Power meters and the romance of pushing the limits

I’m about to get a power meter. I’ve resisted for several years. But, nearly everyone tells me power meters are great. I feel like I’m missing out by not having one. To be honest, I’d probably prefer it they hadn’t been invented. But, they have – and so it seems a mistake to miss out on potential performance improvements for the sake of a philosophy.

With all the speculation about power and performance in this years Tour de France, it was interesting to hear in the Mark Cavendish documentary – that when he went for power tests at British Cycling and Team Telekom – both times, he was told his performance was disappointingly low. Usually, somebody with his test performance wouldn’t have been even accepted into British cycling programme or Telekom team – let alone have a whole team built around him. In Cavendish’s case the power output and numbers indicated anything but a potential world champion.

mark-cavendish

Photo: Scarlatti, Flickr

But, fortunately, power numbers are not everything, and Mark Cavendish was accepted. A big factor was simply the fact that when sprinting his small frame and low position on the bike made him more aerodynamic. Other sprinters may have more power, but they didn’t prove to be as fast when it came to the heat of the final sprint. Also, it’s not just the power you can put out when fresh. Trying sprinting after 240km, that’s the real test for a sprinter.

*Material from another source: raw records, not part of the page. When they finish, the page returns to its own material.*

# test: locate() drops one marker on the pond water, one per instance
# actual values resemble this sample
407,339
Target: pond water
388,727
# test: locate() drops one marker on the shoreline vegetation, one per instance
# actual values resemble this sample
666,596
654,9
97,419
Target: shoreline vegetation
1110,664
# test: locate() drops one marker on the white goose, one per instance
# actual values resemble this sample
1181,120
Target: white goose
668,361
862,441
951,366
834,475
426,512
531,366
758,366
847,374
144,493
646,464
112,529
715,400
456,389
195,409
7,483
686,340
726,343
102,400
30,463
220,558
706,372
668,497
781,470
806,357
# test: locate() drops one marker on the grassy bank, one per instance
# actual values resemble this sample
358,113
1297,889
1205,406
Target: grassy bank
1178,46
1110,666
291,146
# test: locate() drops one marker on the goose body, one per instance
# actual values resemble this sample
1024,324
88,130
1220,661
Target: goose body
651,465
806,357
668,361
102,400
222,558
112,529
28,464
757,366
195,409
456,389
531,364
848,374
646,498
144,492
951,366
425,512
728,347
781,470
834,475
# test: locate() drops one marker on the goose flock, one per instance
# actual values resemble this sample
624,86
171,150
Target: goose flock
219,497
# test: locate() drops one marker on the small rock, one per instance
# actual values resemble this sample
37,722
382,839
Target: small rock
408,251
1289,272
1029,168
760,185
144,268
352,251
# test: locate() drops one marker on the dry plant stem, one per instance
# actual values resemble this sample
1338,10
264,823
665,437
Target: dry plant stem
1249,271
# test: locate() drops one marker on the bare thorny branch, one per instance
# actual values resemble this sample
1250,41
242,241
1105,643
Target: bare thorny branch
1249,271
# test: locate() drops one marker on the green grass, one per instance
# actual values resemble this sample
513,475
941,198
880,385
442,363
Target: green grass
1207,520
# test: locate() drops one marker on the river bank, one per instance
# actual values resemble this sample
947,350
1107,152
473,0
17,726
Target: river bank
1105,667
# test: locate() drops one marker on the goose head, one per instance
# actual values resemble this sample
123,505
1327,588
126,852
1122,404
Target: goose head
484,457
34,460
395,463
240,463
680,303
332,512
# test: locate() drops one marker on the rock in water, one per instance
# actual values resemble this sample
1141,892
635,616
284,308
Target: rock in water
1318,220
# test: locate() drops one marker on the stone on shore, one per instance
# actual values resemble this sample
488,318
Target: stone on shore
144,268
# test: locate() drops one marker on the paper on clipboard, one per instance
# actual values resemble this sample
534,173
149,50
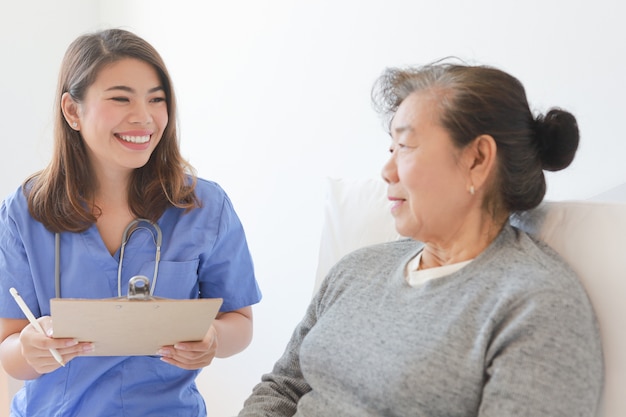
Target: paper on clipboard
127,327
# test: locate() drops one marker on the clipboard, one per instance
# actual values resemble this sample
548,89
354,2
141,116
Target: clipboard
136,325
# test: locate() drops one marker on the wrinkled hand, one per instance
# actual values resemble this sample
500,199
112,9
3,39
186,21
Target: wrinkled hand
191,355
36,347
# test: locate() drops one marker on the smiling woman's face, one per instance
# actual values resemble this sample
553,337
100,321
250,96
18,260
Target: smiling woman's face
123,116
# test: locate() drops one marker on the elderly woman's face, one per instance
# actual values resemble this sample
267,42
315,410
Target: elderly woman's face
426,182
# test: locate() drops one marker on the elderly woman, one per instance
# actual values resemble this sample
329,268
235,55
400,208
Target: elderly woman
470,316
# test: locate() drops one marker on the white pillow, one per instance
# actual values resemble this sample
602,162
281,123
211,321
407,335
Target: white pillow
356,215
591,236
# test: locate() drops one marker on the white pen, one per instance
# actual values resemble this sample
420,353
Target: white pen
20,302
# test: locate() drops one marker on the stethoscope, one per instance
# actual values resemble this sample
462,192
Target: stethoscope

But, (or at least I’d like to think) sporting achievement is still about much more than raw power numbers power. The dreaded watts/ kg – power / CdA e.t.c

In Cavendish’s case, there was something else. There is that supreme will to win – the confidence, the expectation, the self-belief – the attention to detail.

His power figures may not get boffins excited. But, he had a combination of everything else to make him the most successful sprinter of the modern generation, if not all time.

I’d like to think Cavendish is still a reminder that sports physiological tests are not everything. There is still room for that something else. This appeals to the ‘romantic’ side in me, which likes to hope that sport is still about inner qualities, the desire for self-transcendence, how far can you push the limits of your body. – And not something pre-determined determined by genetics or a power meter reading tests.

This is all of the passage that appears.